The gap between "it works" and "it feels right"
About small decisions that slowly shape how a product feels.
At some point, every product reaches a familiar state.
Everything works. Nothing is broken.
And yet, something feels off.
Buttons respond, pages load, data flows from backend to frontend and back again.
From a purely technical perspective, the job is done.
But when you actually use the product, it feels heavy. Slightly awkward. A bit exhausting to interact with.
This is the gap between "it works" and "it feels right".
Most teams are very good at shipping things that work.
That is already hard, and it deserves respect.
But "working" is only the baseline. Users do not experience code paths, they experience friction.
The tricky part is that this gap rarely shows up in specs or tickets.
There is no task called "make it feel calm" or "remove tiny annoyances".
Instead, it hides in details that are easy to dismiss:
- A layout that jumps when content loads.
- A button that technically works, but reacts a fraction too late.
- A form that validates correctly, but makes you feel like you are doing something wrong.
None of these demonstrate incompetence. They usually come from reasonable decisions made under time pressure.
Frontend lives right at the intersection of logic and perception.
The browser will happily execute almost anything you give it.
Users are less forgiving.
I see this gap most often when projects are built feature by feature, without stepping back to look at the whole flow.
Each piece is correct in isolation, but together they create noise:
- Animations compete for attention instead of guiding it.
- Components solve local problems, but break rhythm at the page level.

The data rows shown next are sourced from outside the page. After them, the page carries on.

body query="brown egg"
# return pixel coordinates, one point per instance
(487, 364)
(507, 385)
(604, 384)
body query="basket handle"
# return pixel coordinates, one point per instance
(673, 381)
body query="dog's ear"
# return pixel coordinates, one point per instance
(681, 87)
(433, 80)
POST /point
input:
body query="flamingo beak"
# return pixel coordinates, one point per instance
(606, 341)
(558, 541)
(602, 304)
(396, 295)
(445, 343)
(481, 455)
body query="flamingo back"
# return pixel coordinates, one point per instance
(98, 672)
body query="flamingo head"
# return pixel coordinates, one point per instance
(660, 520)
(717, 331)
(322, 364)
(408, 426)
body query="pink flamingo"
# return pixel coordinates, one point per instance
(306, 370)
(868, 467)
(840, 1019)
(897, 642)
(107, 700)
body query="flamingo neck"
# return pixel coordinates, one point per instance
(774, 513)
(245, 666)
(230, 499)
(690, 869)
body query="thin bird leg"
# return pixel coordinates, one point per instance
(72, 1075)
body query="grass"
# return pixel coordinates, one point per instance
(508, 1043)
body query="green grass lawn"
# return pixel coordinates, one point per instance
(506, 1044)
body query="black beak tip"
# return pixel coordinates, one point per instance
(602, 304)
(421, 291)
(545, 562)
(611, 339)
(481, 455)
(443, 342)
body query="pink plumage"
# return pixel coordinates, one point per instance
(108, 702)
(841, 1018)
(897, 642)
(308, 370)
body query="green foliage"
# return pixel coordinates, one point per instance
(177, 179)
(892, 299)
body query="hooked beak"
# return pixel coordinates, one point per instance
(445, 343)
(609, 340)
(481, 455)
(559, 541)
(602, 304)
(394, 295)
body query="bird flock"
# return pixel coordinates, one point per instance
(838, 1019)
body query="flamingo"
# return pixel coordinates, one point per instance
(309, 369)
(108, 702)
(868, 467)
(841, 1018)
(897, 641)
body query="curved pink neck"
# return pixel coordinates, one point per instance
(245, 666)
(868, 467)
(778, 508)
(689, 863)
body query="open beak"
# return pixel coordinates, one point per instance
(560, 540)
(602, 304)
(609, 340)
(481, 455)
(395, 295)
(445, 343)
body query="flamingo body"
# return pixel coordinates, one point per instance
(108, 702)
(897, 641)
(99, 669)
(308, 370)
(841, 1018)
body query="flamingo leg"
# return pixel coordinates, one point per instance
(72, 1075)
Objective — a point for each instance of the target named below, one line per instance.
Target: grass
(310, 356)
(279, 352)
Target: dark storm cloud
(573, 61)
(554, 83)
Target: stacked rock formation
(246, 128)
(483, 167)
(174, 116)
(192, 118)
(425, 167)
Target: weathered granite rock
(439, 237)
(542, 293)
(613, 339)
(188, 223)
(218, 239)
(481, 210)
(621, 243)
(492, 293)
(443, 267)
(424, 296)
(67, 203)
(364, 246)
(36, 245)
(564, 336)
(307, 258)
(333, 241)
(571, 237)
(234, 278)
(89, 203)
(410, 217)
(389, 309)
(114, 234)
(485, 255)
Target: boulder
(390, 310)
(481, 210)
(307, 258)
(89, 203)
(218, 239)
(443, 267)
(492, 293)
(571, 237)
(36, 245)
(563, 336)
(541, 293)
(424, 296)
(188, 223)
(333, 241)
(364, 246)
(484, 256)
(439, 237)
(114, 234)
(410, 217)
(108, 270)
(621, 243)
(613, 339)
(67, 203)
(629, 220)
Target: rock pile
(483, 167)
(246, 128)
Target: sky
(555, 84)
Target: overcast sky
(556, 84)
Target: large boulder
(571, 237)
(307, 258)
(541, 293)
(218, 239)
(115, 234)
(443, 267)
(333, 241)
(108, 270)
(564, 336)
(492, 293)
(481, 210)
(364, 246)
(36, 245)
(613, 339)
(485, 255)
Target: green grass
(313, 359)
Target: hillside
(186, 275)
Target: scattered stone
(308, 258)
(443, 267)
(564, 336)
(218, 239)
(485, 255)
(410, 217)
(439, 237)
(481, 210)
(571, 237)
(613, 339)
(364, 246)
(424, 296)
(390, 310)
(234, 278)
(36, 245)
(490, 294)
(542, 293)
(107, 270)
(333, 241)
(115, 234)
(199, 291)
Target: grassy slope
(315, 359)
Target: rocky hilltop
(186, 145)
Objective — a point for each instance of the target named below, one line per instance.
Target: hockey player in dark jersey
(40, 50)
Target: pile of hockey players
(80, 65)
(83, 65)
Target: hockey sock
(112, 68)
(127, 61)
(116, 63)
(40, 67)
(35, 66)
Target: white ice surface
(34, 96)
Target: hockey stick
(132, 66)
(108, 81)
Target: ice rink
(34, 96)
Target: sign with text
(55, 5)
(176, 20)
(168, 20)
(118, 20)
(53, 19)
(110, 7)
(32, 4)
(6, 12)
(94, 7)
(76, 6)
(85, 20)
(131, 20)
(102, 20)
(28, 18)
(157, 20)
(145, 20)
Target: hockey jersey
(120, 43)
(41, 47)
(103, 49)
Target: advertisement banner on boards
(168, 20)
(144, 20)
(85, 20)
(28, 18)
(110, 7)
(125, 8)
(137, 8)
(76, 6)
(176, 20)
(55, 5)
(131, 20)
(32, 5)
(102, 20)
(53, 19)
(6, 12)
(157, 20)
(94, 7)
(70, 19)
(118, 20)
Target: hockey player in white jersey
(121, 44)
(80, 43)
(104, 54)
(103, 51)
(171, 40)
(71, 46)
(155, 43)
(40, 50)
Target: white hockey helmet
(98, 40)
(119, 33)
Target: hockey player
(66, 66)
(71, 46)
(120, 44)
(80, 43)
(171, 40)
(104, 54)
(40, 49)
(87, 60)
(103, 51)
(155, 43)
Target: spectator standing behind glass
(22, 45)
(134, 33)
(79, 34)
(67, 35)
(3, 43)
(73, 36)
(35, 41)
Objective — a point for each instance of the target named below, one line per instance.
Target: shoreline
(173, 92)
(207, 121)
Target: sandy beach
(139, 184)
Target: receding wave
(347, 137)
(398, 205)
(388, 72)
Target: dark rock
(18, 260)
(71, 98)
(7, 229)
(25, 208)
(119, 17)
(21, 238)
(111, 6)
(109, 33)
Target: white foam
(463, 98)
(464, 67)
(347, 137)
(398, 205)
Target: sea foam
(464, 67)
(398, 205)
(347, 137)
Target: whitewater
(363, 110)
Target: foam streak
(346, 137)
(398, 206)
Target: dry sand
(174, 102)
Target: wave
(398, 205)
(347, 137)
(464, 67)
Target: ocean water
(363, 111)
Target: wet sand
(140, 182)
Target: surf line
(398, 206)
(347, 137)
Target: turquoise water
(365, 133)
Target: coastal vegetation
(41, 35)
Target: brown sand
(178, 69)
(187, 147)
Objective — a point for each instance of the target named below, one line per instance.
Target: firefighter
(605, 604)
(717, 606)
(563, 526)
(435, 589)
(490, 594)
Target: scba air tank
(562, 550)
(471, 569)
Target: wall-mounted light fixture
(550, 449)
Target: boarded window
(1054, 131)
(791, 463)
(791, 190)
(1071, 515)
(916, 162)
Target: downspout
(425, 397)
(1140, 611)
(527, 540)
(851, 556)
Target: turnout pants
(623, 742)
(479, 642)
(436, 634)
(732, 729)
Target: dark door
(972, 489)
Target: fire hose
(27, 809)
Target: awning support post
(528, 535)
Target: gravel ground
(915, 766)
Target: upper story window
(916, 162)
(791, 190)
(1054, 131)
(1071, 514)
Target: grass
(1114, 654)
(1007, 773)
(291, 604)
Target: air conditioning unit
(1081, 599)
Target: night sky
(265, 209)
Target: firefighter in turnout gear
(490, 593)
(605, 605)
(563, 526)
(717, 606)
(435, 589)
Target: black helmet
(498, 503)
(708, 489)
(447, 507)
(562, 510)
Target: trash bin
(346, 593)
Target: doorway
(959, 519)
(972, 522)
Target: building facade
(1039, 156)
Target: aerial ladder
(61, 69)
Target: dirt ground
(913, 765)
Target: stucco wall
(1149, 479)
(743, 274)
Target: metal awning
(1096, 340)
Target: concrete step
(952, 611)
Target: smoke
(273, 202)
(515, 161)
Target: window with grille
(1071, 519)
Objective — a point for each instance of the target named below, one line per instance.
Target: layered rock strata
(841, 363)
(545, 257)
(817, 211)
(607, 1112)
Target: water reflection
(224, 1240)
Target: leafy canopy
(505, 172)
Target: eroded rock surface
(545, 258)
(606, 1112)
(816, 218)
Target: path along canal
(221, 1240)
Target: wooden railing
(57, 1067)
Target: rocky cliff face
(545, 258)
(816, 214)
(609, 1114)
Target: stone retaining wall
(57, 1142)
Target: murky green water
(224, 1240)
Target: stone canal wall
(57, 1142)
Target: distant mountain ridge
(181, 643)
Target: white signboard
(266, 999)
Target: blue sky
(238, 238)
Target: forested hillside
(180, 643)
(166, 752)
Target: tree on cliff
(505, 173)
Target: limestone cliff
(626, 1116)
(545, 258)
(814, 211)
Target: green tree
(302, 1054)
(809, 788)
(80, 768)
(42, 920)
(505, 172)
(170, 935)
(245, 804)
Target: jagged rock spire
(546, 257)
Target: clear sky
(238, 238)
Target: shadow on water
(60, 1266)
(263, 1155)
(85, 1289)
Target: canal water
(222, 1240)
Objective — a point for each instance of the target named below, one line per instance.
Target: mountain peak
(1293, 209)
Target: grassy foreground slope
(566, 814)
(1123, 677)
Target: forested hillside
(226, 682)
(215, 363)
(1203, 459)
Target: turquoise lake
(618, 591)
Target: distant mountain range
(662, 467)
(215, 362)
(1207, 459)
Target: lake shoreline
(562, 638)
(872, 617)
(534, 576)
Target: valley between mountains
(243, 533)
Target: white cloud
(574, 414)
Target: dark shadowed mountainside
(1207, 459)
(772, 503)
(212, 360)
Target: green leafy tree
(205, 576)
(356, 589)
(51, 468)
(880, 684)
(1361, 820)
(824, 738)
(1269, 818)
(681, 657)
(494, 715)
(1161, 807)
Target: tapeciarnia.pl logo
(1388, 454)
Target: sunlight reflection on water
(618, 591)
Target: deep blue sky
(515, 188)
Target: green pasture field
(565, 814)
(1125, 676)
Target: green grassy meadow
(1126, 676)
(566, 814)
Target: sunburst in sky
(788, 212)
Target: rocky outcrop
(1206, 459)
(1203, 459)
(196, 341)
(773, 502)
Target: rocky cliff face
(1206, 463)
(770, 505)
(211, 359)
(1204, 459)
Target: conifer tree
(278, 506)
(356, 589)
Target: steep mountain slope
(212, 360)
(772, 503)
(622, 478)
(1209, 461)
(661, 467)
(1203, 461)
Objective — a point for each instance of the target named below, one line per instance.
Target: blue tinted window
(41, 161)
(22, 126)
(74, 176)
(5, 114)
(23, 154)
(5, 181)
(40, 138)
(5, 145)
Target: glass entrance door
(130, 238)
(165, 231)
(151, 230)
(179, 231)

- State management technically works, but causes subtle lag.
The product works, but it does not breathe.
Closing this gap is rarely about adding more.
It is almost always about removing, simplifying, or aligning things that drifted apart over time.
This is where frontend decisions stop being about frameworks and start being about restraint.
- Do we really need this animation, or does it just exist because we can do it?
- Should this interaction be instant, or should it acknowledge the action first?
- Is this abstraction helping, or just making the mental model harder to follow?
None of this is glamorous work.
It does not show up well in demos.
But it is what separates products people tolerate from products people enjoy using.
From a technical side, this often means boring choices:
- Predictable layouts.
- Fewer dependencies.
- Clear data flow.
- Stable component contracts.
- Performance budgets that are actually respected.
From a human side, it means caring about how things feel when no one is watching, when the product is used daily, not presented.
The gap between "it works" and "it feels right" never fully disappears.
Products evolve, requirements change, tradeoffs pile up.
But being aware of it changes how you build.
You stop asking "does this work?"
You start asking "does this make sense for the person using it?"
That question does not have a single correct answer.
But asking it consistently is what keeps the gap from turning into a canyon.